The recent catastrophic U.S. withdrawal from Afghanistan is a case study in how a nation’s leadership can be simultaneously weak and ignorant, and the paralyzed response of the Biden administration to the unfolding disaster—defined by a grim and delusional insistence that none of it is their fault—is emblematic of the last several years of governmentally-induced pain inflicted upon our nation and people.  Did any General throw their stars on the table a threaten to resign when they saw the final plan for the ignominious retreat from Afghanistan?  Obviously not.  Did anyone in our State Department alert President Biden that his actions would create a terrorist state?  No, they didn’t.  Did any senior official in the White House—from the Vice-President on down—demand a private meeting with their Commander-in-Chief to express their concerns?  No, no, and no.

It is said the victory has a thousand fathers, but defeat is an orphan.  However, in nations teetering toward catastrophe, almost the opposite is true: defeat, in fact, has a thousand cowardly and compliant fathers—and victory is sadly orphaned.

Look at America today.  Everybody is just doing their jobs and asking no questions about the illogic and immortality that are the most salient features of our daily lives.  The broad fear of speaking out, enforced by self-appointed thought police that operate with the impunity once enjoyed by the Soviet KGB and East German Stasi, results in a miserable groupthink that enables ever more expensive and egregious group mistakes.  No one is willing to run the career risk of dissent, regardless of the matter at hand, so disaster after disaster is today crushing our country and our people.  When you are tying the noose to a high rafter and preparing to put your head into it, a word of caution regarding the consequences is desperately necessary, but the voices of reason remain resolutely silent—as cowards often are.  

Who can we expect to provide this much-needed reality check today?  The truly frightening aspect of the intellectual stagnation across our governmental, educational, and cultural institutions today is that no one seems to have the guts to speak their minds because it is abundantly clear that the least intellectually adventurous are now considered the most promotable.  Toe the line and advance; raise a legitimate concern and be culled from the dull and monolithic herd.

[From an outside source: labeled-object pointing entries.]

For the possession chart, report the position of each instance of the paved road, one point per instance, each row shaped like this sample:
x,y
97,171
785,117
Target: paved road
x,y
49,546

We are being ruled by diseased sheep that bleat in unison, stick together, and would not think of straying outside of their mutated norm.  Careerists and bureaucrats are leading us all—with a minimum of fuss—to the slaughterhouse floor.  We need leaders and not followers, but the leaders are now cancelled, deplatformed, and silenced to protect the interests of the herd.  This is both un-American and unwise, but is is the destructive reality that we now are forced to live thanks to Social Justice Warriors, Big Tech censors, and craven government officials who find Constitutional liberties an annoyance.

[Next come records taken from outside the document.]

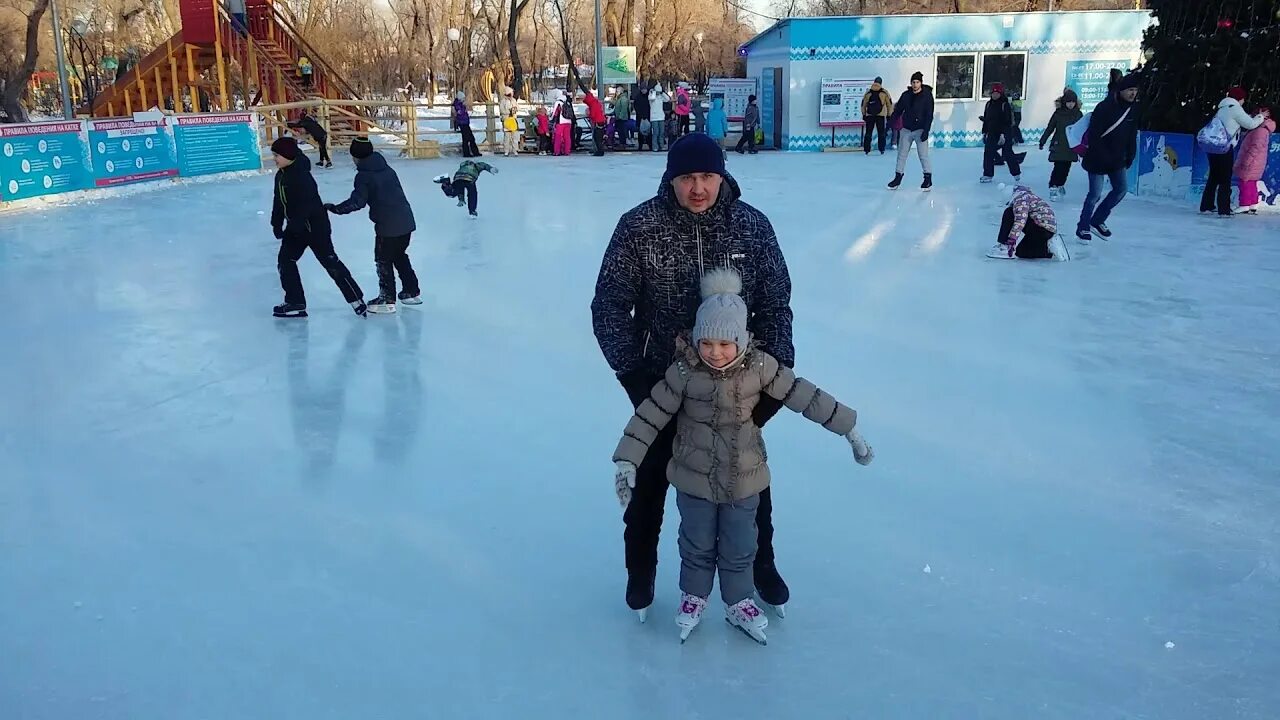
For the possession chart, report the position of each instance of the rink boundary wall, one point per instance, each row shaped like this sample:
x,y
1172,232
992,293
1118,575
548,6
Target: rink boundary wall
x,y
54,158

It is time for us to cut a new path.  If we do not, we will join other formerly invincible world powers whose declines were obvious to all but those who could have stopped it from happening.  To fail to speak up and stand up at this moment in American history is to fail the democracy we claim to cherish.  

Today is a test of whether we can be brave when cowardice is richly rewarded.  We will have our collective citizenship grades very, very soon—and we can only hope that we will not fail our country and ourselves.